Silver, Gold, and Platinum

Todd Harris started Sienna Lab while working for McKinsey. His PhD from MIT in biophysics allowed him to find a way to use near infrared light for laser removal of light hair. He knew that, when starting a company, assets and intellectual property, financing, and a team are all necessary for success, but all may go up and down. Although another company was doing something similar, he eventually got intellectual property protection for both silver and gold particles; the down was filing for chapter 11 bankruptcy. He stepped down from running Sienna 4 years ago and started Tyra Biosciences in 2018 to find novel targets for platinum resistant cancers.

Academic Collaborations

Jeff Stafford started a few companies by leveraging academic innovation and translating it into commercial products. He started Quanticel thanks to a collaboration with Steve Quake and Mike Clarke from Stanford. Versant Ventures funded the company and found a strong partner in Celgene, which bought the company in 2015. Jecure started after to a chance encounter with Ariel Feldstein, a renowned gastroenterologist and expert in non-alcoholic steatohepatitis at UCSD. The collaboration started in 2014 and, 2 years later, Jecure got financing from Versant Ventures and moved into J Labs. They generated a promising molecule in 2017, moved from J Labs into a lab at Nexus Center, were nominated one of the top 20 companies to watch by Biospace in January 2018, and got acquired in November 2018 by Genentech, which has moved the Jecure’s compound forward in their pipeline. Jeff started a third company, 8five8, just this year. He feels that a well-positioned company could reach the clinic or generate an exit in 3 to 5 years by working on 3 to 5 well validated targets with 40 to 45 employees and 50 to 60 million dollars.

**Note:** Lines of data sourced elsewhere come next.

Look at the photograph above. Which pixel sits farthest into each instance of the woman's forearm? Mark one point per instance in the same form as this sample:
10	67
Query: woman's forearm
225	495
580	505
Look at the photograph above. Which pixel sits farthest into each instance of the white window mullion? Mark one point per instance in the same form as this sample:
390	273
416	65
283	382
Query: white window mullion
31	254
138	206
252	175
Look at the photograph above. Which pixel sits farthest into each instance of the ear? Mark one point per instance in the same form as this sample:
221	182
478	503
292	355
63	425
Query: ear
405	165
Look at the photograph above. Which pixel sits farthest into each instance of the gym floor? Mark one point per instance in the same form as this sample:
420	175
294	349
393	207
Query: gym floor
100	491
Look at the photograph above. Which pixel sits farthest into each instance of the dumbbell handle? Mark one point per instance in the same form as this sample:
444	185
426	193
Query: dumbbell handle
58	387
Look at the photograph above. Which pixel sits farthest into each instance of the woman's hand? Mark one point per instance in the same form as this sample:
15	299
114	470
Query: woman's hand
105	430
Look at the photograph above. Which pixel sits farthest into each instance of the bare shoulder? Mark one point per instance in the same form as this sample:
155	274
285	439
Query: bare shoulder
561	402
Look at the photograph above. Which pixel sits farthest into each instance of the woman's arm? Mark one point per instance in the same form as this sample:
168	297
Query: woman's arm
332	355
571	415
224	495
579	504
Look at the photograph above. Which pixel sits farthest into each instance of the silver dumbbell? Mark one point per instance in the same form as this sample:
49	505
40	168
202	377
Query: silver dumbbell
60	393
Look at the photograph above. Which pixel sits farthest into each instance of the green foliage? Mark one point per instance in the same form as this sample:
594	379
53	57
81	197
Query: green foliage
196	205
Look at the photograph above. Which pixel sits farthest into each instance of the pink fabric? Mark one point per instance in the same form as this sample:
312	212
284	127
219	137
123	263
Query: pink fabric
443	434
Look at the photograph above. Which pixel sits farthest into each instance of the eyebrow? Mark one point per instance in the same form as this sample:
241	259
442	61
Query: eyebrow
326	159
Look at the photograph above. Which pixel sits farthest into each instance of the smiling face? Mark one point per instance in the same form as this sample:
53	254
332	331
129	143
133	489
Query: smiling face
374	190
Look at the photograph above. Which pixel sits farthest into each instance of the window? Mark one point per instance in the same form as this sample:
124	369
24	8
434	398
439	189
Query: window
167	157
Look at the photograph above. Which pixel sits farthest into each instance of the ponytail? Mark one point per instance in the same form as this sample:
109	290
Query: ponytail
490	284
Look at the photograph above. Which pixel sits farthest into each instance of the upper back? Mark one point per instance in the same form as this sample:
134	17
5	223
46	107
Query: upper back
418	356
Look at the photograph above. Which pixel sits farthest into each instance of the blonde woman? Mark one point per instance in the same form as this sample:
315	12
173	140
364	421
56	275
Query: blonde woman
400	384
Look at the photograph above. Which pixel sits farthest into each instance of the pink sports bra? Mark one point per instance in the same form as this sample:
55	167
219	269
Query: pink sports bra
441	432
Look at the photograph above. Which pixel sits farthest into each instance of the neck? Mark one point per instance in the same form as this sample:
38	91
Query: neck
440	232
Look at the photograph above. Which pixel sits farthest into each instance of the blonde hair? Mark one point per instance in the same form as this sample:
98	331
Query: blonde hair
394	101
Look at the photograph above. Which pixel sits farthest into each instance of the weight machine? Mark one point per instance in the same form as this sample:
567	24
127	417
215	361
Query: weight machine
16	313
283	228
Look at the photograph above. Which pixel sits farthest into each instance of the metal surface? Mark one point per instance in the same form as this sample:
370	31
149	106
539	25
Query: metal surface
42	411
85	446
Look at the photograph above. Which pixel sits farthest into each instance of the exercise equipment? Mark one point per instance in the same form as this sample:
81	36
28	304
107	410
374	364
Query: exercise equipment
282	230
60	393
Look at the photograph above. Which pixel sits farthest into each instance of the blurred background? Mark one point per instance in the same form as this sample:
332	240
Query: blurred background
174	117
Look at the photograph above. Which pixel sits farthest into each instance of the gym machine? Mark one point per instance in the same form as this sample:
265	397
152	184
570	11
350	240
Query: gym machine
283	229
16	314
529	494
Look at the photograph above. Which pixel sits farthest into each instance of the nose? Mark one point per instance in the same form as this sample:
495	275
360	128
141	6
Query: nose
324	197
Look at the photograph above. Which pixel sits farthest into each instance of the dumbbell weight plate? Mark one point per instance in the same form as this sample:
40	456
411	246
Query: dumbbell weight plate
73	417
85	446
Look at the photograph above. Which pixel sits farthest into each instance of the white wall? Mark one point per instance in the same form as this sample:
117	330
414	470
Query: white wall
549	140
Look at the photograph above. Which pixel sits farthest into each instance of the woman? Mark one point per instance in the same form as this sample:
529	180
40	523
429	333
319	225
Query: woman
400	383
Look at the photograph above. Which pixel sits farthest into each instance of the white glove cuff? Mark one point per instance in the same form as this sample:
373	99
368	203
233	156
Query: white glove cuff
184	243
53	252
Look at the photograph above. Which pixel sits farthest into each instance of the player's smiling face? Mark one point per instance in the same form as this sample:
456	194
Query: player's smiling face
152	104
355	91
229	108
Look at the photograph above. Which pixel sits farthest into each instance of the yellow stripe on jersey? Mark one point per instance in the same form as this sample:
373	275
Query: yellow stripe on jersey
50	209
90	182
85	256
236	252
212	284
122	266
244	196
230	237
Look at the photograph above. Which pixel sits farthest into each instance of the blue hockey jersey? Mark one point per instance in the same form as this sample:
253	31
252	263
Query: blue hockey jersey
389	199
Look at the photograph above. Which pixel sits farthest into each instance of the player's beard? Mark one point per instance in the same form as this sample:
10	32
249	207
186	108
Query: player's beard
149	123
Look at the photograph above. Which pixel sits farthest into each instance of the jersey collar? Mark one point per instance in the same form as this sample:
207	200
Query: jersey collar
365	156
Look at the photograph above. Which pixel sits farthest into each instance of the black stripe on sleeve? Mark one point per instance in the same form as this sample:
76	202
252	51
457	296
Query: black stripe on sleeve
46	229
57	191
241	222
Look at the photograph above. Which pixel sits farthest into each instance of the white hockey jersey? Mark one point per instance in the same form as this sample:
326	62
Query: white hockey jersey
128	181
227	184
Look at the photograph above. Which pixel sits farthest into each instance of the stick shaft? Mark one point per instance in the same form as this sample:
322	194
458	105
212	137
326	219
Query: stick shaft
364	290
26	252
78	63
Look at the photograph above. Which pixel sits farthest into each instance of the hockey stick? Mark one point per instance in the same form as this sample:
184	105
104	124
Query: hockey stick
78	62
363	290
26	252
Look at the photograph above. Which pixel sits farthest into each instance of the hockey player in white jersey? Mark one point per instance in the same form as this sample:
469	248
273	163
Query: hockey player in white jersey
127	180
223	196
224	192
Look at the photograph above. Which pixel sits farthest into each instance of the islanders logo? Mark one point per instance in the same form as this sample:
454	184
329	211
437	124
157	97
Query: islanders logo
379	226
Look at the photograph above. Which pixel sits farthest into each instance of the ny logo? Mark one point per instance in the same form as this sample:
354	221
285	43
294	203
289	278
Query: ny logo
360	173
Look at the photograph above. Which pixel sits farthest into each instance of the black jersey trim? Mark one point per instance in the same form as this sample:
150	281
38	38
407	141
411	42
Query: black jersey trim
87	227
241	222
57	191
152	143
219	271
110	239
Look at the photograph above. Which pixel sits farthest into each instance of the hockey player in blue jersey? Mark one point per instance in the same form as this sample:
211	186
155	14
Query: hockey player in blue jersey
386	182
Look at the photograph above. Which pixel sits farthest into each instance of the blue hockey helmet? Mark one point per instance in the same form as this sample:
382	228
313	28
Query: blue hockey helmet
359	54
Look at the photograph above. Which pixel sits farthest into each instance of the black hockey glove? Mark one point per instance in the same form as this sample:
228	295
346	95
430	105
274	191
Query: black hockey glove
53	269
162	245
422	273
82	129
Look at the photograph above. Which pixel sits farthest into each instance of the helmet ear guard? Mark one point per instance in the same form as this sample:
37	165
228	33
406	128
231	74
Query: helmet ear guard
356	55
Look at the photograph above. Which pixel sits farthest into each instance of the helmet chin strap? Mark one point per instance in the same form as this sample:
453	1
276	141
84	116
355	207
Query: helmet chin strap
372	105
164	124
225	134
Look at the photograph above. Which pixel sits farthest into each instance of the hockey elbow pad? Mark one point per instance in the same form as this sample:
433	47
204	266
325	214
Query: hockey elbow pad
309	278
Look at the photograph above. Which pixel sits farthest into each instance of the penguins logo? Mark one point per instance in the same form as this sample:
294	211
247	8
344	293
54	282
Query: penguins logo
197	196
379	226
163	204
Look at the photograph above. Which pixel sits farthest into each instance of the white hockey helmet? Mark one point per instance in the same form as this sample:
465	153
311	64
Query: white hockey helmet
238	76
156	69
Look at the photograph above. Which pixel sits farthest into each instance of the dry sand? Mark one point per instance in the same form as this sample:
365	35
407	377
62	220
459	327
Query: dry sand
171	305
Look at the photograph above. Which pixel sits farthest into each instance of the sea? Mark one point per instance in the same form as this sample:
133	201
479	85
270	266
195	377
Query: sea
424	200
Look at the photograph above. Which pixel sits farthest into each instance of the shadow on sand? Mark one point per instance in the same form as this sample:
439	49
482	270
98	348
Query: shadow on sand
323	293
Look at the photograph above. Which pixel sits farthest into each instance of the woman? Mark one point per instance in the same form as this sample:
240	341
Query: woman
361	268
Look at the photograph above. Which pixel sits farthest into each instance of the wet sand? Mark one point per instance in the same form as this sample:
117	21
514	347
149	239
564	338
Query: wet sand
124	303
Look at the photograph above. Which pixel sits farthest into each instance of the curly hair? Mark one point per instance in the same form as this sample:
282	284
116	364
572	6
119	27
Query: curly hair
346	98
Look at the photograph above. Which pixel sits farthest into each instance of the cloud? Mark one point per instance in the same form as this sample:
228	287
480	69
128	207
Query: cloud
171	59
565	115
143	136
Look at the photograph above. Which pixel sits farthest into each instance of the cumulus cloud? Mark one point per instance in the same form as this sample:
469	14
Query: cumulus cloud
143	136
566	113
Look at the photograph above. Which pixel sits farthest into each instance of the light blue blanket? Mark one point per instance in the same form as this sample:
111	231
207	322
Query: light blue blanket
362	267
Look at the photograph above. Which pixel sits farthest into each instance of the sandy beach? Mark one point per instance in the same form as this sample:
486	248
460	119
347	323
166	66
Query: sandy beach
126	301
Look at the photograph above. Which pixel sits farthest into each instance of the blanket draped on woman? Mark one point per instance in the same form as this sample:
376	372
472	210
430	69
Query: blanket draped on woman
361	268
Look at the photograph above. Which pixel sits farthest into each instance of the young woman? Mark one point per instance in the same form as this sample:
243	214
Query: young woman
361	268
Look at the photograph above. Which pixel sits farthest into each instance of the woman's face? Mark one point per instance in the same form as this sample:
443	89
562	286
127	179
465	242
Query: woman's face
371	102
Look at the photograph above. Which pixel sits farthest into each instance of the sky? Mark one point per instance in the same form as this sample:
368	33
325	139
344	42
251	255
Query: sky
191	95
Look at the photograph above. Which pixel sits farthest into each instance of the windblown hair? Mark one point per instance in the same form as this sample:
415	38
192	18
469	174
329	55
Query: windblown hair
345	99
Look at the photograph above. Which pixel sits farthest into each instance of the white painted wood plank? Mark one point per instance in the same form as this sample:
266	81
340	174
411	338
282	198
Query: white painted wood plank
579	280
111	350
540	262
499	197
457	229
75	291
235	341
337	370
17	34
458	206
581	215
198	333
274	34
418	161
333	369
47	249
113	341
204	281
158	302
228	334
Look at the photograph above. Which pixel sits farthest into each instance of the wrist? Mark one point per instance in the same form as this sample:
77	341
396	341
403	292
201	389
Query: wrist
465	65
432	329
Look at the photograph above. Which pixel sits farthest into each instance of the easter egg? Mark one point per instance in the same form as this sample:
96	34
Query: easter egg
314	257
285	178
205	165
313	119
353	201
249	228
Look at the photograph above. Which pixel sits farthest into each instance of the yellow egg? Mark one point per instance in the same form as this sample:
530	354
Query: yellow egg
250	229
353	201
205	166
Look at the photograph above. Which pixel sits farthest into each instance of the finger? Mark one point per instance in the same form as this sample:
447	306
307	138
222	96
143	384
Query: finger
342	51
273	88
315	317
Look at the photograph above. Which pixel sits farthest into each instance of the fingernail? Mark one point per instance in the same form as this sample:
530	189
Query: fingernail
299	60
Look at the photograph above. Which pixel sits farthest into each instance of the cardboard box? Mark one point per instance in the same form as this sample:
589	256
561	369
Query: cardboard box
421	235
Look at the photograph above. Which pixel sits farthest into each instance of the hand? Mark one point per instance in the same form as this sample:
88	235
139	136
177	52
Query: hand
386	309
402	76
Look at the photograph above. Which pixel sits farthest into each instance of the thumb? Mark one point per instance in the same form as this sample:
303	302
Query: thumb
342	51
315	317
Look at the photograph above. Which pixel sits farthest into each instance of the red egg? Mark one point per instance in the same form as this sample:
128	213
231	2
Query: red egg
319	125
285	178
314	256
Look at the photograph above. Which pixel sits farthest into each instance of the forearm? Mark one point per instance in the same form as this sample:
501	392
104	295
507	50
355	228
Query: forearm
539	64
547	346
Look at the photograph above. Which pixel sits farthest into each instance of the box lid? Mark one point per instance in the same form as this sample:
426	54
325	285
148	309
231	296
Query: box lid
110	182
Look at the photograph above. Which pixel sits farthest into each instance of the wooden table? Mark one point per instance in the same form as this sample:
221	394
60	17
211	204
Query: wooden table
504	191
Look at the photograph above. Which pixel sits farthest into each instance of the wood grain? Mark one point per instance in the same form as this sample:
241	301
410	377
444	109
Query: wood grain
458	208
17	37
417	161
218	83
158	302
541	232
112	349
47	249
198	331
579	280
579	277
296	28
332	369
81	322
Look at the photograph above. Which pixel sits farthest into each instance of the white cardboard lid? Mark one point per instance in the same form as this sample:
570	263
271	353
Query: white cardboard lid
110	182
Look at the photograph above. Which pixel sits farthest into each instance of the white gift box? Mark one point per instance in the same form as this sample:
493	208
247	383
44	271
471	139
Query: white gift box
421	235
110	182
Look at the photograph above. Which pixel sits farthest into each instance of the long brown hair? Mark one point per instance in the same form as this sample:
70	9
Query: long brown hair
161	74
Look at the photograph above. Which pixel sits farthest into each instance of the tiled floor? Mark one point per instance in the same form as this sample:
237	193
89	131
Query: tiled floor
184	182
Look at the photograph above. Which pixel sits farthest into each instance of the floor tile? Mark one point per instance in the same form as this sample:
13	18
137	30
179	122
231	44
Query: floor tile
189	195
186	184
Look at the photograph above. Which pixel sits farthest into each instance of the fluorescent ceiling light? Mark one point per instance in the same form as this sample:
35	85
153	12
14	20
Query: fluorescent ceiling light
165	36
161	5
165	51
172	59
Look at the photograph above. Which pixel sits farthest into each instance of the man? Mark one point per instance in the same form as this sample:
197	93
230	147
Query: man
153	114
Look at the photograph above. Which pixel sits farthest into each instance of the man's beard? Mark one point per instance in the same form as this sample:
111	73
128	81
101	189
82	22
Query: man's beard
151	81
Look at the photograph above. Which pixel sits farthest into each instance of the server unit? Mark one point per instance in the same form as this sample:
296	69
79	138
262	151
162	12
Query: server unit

Outsource Everything but the Genius

Kevin Lustig started his impressive career at Tularik, which was bought by Amgen. Kevin then joined Peter Schultz at Calypsis and ran the R&D. The company raised $170 million in venture capital money but eventually failed because it did not address the research bottlenecks. Kevin believes that a better way to do research is to outsource everything but the genius. Outsourcing allows faster and cheaper access to new tools and technologies with immediate translation of ideas into results. With this in mind, Kevin started scientist.com, which is a marketplace to outsource R&D services. Scientist.com has done already the due diligence and has set up agreements with thousands of vendors, so that an entrepreneur does not need to. Although not everything has gone smoothly, scientist.com raised money from Hollywood stars and has now 80 pharma partners. Kevin’s take home messages are: pick a mission your are passionate about; focus on hiring talented, hard-working people who believe in the mission; nurture the company culture; raise as little money as possible; never give up and pivot when needed; devote half of your mind to improve the existing processes and the other half to figure out how to tear everything apart and make it radically better.

From CRO to Tech Company

Claire Weston started Reveal Biosciences with the goal to improve pathology readouts in preclinical and clinical research. Digital imaging in pathology is extremely attractive for various reasons. First of all, there is a shortage of pathologists in the US and the rest of the word. Secondly, pathology is subjective and different pathologists may score the same slide in completely different way, potentially affecting how a patient is treated. Making pathology more objective required building ImageDx, an artificial intelligence platform with computer assisted diagnostic capabilities. Along the way, Reveal went from 2 employees to 35 and from a small facility on Sorrento Valley Road, to one on Cornestone Court, to the current one on Top Gun Street.  It also went from CRO to technology company; positioning the company this way got the interest of venture capitalists and a significantly higher valuation.